Secondo recenti indiscrezioni, Google starebbe collaborando con Marvell per sviluppare due chip innovativi: uno dedicato al potenziamento delle attuali unità di elaborazione tensoriale (TPU) e l’altro rappresentante un design di TPU di nuova generazione.
Google e Marvell collaborano allo sviluppo di chip AI di nuova generazione.
Secondo un articolo di The Information, sono iniziate le discussioni tra Google e Marvell, incentrate sulla creazione di due chip specializzati volti a ottimizzare l’inferenza dell’intelligenza artificiale.
Sebbene i dettagli sullo stato di avanzamento di queste discussioni siano ancora scarsi, è chiaro che Google ha proposto due chip distinti: uno per migliorare le TPU esistenti e l’altro come architettura TPU completamente nuova. Ciò suggerisce che esista un piano di base per il loro sviluppo.
Lo scopo dei due chip diverge in modo significativo. Il primo chip, relativo alla TPU, non sarà un chip di silicio personalizzato, bensì un’unità di elaborazione della memoria (MPU) progettata per funzionare in combinazione con una TPU. Si prevede che questa innovativa MPU alleggerirà parte del carico di memoria tipicamente richiesto al chip o al sistema, facilitando così un’elaborazione in memoria più efficiente.

Il secondo chip in questione è una TPU di nuova generazione, progettata specificamente per i modelli di inferenza AI. Attualmente, l’acceleratore AI di punta di Google è la TPU v7, nota anche come serie Ironwood, che vanta specifiche impressionanti, tra cui 192 GB di memoria ad alta larghezza di banda (HBM) e una prestazione di picco di 4614 TFLOPs. Questa potente TPU è integrata nel Superpod, che è composto da 9216 chip.

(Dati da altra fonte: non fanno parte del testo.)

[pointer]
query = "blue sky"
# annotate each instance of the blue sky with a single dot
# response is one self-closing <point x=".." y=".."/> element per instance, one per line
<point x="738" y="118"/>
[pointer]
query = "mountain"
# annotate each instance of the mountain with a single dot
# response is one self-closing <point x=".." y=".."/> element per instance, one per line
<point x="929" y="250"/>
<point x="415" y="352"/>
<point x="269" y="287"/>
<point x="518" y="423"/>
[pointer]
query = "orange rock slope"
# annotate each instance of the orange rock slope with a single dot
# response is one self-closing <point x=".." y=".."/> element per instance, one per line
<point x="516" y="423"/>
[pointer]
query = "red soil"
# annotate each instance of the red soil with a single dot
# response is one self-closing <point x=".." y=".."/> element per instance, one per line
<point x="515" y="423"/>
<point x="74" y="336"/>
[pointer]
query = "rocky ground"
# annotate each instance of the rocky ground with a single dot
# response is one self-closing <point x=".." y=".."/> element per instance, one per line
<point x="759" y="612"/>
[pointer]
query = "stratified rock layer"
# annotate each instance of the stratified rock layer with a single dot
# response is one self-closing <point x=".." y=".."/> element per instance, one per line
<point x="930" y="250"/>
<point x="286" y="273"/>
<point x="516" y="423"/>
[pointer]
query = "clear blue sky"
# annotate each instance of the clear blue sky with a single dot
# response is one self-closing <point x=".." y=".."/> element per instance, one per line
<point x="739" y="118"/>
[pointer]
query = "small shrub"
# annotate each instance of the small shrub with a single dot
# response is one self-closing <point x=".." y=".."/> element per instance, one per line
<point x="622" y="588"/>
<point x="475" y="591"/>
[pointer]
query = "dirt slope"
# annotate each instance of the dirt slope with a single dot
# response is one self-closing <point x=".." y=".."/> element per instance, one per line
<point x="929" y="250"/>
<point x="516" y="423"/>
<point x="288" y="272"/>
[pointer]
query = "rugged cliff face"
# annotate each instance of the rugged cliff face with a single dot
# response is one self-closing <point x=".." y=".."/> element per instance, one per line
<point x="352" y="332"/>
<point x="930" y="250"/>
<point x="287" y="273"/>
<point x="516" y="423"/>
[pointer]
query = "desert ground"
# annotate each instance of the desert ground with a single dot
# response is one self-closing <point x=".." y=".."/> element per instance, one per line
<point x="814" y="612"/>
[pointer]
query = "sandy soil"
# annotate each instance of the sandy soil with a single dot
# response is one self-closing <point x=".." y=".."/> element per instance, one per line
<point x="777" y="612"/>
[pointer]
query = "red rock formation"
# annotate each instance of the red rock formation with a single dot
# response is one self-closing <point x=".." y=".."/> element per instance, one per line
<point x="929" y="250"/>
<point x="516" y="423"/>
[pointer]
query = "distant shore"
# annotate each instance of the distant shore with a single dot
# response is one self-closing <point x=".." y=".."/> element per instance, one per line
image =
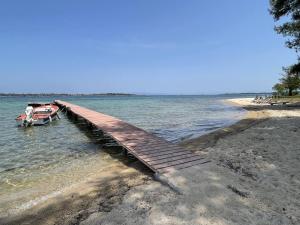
<point x="62" y="94"/>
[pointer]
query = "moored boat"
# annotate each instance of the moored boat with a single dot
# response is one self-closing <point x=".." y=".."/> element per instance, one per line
<point x="38" y="114"/>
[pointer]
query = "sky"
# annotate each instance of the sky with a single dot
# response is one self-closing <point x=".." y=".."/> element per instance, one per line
<point x="139" y="46"/>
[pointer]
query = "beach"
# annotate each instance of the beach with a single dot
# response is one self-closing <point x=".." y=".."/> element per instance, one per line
<point x="252" y="178"/>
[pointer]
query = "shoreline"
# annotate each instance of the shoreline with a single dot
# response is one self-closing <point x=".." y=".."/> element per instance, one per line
<point x="251" y="118"/>
<point x="78" y="206"/>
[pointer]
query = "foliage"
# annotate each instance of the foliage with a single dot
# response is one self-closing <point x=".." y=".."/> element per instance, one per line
<point x="290" y="9"/>
<point x="279" y="88"/>
<point x="290" y="82"/>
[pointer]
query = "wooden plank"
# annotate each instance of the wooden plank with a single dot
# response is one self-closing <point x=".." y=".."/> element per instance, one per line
<point x="177" y="162"/>
<point x="159" y="161"/>
<point x="155" y="152"/>
<point x="183" y="166"/>
<point x="149" y="158"/>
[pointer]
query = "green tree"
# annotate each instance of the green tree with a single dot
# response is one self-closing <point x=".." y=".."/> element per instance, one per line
<point x="279" y="88"/>
<point x="290" y="80"/>
<point x="290" y="9"/>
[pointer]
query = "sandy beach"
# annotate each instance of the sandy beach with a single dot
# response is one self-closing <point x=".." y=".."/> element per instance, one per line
<point x="253" y="178"/>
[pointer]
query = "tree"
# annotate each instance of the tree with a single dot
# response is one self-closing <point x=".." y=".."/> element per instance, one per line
<point x="291" y="9"/>
<point x="290" y="80"/>
<point x="279" y="88"/>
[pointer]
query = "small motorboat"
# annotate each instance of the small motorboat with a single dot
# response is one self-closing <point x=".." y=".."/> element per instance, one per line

Con il progredire di questi sviluppi, prevediamo che le future TPU di Google, in combinazione con le nuove MPU, miglioreranno significativamente il sottosistema di memoria. Questo miglioramento dovrebbe portare a prestazioni più rapide ed efficienti dei modelli di intelligenza artificiale, in particolare nell’ambito dell’inferenza AI.